In this short guide, you'll see how to extract all links from a website using Python.
Here you can find the short answer:
(1) Using BeautifulSoup
from bs4 import BeautifulSoup
import requests
soup = BeautifulSoup(html, 'html.parser')
links = [a['href'] for a in soup.find_all('a', href=True)]
(2) Using requests-html
from requests_html import HTMLSession
session = HTMLSession()
r = session.get(url)
links = r.html.absolute_links
(3) Using Selenium for dynamic pages
from selenium import webdriver
driver = webdriver.Chrome()
links = [elem.get_attribute('href') for elem in driver.find_elements('tag name', 'a')]
So let's see several useful examples on how to extract all links from websites with Python.
1: Extract links using BeautifulSoup
Let's start with the most popular method - using BeautifulSoup to parse HTML and extract all hyperlinks:
from bs4 import BeautifulSoup
import requests
url = 'https://www.python.org'
response = requests.get(url)
soup = BeautifulSoup(response.content, 'html.parser')
links = [a.get('href') for a in soup.find_all('a', href=True)]
print(f"Found {len(links)} links")
print(links[:5])
result will be:
Found 87 links
['#content', '#python-network', '/', '/psf-landing/', '/about/']
This method works perfectly for static websites where all content loads immediately.
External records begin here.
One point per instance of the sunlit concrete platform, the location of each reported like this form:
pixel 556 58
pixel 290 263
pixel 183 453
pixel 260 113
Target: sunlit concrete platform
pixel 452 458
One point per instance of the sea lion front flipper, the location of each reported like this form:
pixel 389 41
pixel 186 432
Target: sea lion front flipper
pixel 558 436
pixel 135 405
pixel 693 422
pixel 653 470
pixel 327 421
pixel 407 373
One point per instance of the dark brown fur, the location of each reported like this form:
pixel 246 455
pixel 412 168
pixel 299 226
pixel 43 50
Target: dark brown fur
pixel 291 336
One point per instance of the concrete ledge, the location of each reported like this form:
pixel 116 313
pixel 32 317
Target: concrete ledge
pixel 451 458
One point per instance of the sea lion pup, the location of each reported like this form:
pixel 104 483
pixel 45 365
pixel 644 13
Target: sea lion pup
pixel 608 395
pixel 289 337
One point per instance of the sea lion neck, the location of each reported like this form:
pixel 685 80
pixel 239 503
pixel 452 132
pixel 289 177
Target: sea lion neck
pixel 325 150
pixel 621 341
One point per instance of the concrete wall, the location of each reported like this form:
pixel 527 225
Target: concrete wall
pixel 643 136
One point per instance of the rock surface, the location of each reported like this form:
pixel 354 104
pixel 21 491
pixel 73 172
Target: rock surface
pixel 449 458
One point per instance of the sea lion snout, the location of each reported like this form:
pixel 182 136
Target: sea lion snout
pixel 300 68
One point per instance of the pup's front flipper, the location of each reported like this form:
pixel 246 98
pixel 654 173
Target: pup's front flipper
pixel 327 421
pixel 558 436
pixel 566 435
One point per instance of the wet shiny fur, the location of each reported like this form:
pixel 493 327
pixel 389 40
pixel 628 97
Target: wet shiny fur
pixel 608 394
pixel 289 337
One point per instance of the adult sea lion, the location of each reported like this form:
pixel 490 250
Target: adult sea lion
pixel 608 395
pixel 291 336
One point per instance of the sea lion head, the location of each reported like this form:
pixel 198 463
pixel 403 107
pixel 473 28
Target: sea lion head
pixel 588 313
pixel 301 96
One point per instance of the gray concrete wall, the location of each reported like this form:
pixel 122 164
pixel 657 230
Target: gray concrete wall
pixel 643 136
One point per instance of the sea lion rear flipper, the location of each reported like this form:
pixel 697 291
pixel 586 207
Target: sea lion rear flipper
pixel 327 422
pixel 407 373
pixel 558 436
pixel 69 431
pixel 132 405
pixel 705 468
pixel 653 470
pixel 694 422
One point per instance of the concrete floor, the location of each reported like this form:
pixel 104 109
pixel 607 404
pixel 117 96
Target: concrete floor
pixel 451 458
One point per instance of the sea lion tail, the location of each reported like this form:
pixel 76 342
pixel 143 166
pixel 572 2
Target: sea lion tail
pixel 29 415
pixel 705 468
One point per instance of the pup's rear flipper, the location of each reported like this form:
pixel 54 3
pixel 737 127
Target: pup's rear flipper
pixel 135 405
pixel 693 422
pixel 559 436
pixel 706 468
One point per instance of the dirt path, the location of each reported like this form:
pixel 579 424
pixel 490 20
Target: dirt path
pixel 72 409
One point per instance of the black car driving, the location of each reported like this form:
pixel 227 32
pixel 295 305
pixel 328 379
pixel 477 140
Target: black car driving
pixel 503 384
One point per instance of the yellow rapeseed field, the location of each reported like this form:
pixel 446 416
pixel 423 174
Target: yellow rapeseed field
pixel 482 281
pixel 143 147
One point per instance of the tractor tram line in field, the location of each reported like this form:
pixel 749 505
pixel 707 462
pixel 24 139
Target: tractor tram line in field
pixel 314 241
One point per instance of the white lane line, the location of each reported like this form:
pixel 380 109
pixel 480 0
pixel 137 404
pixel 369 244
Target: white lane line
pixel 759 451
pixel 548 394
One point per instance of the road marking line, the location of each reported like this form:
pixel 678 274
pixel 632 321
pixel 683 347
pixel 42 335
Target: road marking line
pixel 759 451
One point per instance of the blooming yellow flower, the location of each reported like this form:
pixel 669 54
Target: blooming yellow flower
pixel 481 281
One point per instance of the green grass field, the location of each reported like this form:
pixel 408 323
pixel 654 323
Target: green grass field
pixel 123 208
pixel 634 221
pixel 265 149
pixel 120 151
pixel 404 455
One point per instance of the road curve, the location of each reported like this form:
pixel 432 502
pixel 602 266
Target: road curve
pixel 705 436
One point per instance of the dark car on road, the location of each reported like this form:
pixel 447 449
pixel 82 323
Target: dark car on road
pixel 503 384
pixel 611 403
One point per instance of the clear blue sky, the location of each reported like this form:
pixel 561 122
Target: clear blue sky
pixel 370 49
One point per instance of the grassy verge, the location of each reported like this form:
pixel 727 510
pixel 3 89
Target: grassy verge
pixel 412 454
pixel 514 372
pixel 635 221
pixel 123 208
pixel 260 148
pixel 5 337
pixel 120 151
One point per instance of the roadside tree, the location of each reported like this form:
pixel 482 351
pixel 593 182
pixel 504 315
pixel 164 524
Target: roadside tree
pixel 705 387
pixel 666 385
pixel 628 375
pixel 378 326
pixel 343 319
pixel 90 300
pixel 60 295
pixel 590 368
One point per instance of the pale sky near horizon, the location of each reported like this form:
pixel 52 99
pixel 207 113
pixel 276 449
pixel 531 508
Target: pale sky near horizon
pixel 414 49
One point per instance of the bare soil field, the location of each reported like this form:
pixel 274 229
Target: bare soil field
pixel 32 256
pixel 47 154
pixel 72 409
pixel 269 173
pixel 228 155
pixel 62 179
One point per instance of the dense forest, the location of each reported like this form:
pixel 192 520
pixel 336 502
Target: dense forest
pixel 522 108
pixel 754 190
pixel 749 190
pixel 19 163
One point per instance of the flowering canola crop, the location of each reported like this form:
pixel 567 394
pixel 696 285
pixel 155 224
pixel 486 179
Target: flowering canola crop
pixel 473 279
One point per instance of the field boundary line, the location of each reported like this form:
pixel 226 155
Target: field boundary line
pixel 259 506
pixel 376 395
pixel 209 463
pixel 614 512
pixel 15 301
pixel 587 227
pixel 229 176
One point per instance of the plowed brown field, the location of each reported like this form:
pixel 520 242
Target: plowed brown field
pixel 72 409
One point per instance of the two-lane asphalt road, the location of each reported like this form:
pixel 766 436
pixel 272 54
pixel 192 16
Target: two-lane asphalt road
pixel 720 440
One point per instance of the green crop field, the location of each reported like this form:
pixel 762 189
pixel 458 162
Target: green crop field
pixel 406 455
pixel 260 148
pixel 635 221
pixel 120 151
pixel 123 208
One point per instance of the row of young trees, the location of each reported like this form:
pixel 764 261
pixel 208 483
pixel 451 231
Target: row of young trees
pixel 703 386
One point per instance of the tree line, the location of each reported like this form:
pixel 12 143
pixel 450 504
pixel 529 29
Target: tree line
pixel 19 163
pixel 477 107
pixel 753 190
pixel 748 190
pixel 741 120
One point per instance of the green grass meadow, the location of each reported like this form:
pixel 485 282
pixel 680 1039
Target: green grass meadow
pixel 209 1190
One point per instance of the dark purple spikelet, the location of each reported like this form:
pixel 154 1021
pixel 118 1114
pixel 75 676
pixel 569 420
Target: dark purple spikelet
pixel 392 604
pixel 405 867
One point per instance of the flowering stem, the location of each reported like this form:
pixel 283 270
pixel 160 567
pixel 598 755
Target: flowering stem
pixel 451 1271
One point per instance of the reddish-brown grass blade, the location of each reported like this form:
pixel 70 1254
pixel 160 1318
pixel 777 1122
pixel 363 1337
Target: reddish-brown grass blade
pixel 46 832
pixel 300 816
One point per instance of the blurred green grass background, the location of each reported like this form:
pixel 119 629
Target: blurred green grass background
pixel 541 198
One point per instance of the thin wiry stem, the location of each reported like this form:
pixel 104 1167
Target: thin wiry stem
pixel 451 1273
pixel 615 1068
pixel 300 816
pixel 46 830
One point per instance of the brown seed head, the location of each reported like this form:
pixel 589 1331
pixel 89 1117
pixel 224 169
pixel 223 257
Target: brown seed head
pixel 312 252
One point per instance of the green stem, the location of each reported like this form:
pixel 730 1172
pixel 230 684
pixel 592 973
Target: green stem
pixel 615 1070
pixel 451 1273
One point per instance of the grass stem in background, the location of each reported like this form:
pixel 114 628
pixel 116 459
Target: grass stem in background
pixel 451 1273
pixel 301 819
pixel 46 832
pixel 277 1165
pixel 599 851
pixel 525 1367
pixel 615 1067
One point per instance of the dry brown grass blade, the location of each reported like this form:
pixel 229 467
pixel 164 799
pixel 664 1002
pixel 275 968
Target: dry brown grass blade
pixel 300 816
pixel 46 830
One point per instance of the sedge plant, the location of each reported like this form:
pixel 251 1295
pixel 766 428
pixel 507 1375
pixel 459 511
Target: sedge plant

BeautifulSoup is fast, lightweight, and handles most HTML parsing needs.
To get only absolute URLs (full URLs with domain), you can filter the results:
from urllib.parse import urljoin
base_url = 'https://www.python.org'
absolute_links = [urljoin(base_url, link) for link in links if link.startswith('http') or link.startswith('/')]
print(absolute_links[:3])
result:
['https://www.python.org/', 'https://www.python.org/psf-landing/', 'https://www.python.org/about/']
2: Extract unique external links
What if you want to extract only external links (links pointing to other domains)? You can filter based on the domain:
from bs4 import BeautifulSoup
import requests
from urllib.parse import urlparse
url = 'https://www.github.com'
response = requests.get(url)
soup = BeautifulSoup(response.content, 'html.parser')
base_domain = urlparse(url).netloc
external_links = []
for a in soup.find_all('a', href=True):
link = a['href']
if link.startswith('http'):
link_domain = urlparse(link).netloc
if link_domain != base_domain:
external_links.append(link)
print(f"Found {len(set(external_links))} unique external links")
print(list(set(external_links))[:3])
result:
Found 12 unique external links
['https://docs.github.com', 'https://skills.github.com', 'https://support.github.com']
3: Extract links from dynamic websites using Selenium
For websites that load content dynamically with JavaScript (like single-page applications), BeautifulSoup won't capture all links. Use Selenium instead:
from selenium import webdriver
from selenium.webdriver.common.by import By
from selenium.webdriver.chrome.options import Options
chrome_options = Options()
chrome_options.add_argument('--headless')
driver = webdriver.Chrome(options=chrome_options)
driver.get('https://www.amazon.com')
links = [elem.get_attribute('href') for elem in driver.find_elements(By.TAG_NAME, 'a')]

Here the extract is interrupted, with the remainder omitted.